Cucumber-Rails provides us with a generator script to set up cucumber. We only need to run rails generate cucumber:install.

This will do a few things:

  • It creates a cucumber.yml file. This defines 3 cucumber profiles: default, work in progress and rerun. You can run cucumber with each of these profiles by passing the --profile option. For example, if we run the "wip" profile, it will run scenarios tagged with "@wip" and complain, if there are more than 3 of them. You can customize the options for these profiles or add your own profiles in this file.

  • It also creates a cucumber script. In Rails 4 this actually belongs in the "bin" directory, so let's move the file and delete the "script" directory. This script makes sure that the right cucumber distribution is required.

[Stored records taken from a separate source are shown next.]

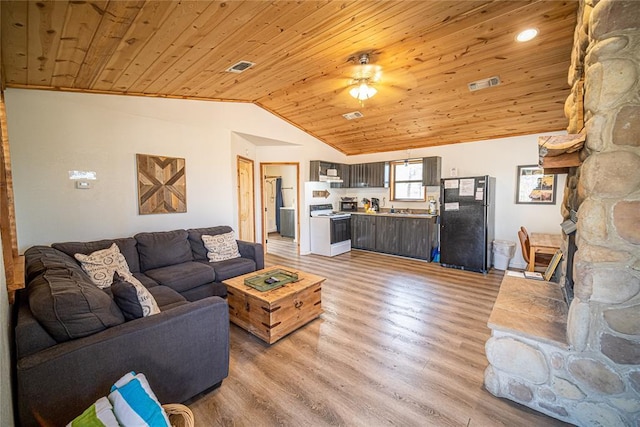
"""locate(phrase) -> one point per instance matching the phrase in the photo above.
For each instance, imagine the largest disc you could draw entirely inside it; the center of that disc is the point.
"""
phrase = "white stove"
(330, 230)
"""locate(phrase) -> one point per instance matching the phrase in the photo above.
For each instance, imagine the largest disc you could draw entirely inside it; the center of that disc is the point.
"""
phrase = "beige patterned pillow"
(100, 265)
(221, 247)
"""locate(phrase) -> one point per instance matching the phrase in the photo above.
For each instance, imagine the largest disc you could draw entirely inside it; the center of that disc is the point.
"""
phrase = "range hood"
(331, 176)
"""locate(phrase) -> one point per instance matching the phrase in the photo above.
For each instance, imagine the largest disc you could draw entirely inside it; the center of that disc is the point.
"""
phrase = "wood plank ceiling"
(305, 55)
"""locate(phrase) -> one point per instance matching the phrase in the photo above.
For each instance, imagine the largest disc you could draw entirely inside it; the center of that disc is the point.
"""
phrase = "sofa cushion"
(147, 281)
(232, 268)
(167, 297)
(69, 305)
(126, 245)
(163, 248)
(133, 299)
(221, 247)
(38, 259)
(101, 265)
(213, 289)
(195, 239)
(182, 277)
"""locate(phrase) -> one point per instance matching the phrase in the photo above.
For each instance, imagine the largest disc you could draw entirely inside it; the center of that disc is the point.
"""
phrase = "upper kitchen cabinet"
(431, 171)
(322, 171)
(365, 175)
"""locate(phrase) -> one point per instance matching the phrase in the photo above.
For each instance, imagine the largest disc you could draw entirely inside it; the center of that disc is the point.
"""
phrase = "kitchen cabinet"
(431, 171)
(318, 168)
(363, 232)
(287, 222)
(416, 237)
(388, 234)
(365, 175)
(408, 236)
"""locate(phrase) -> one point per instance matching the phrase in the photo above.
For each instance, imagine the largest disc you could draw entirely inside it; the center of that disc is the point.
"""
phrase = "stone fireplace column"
(595, 380)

  • The install script also adds directories for features, step definitions and support files and already creates the first support file "env.rb" which contains the Cucumber configuration.

  • And it creates a rake file to run cucumber as a rake task. rake -T | grep cucumber There are several tasks to run only subsets of your features. In general I recommend against using them though, because rake increases the load time for cucumber.

  • It modifies the database.yml and creates an own cucumber enviroment which inherits from the test environment by default.

I won't go into detail about how to write your features again, because it works the same way as for other Ruby applications. So the main advantage of the cucumber-rails gem is that it hooks directly into our rails application by creating everything that's necessary with the installation script.

Outro

If you haven't already, I highly recommend you to try Cucumber. The setup is very easy and I personally love working with it. In the next few days we'll review the book "Cucumber Recipes" which offers a Cucumber solution for almost every problem. Don't miss out on that! See you next Testing Tuesday when we'll take a look at Javascript testing with Jasmine. And please remember: Always stay shipping!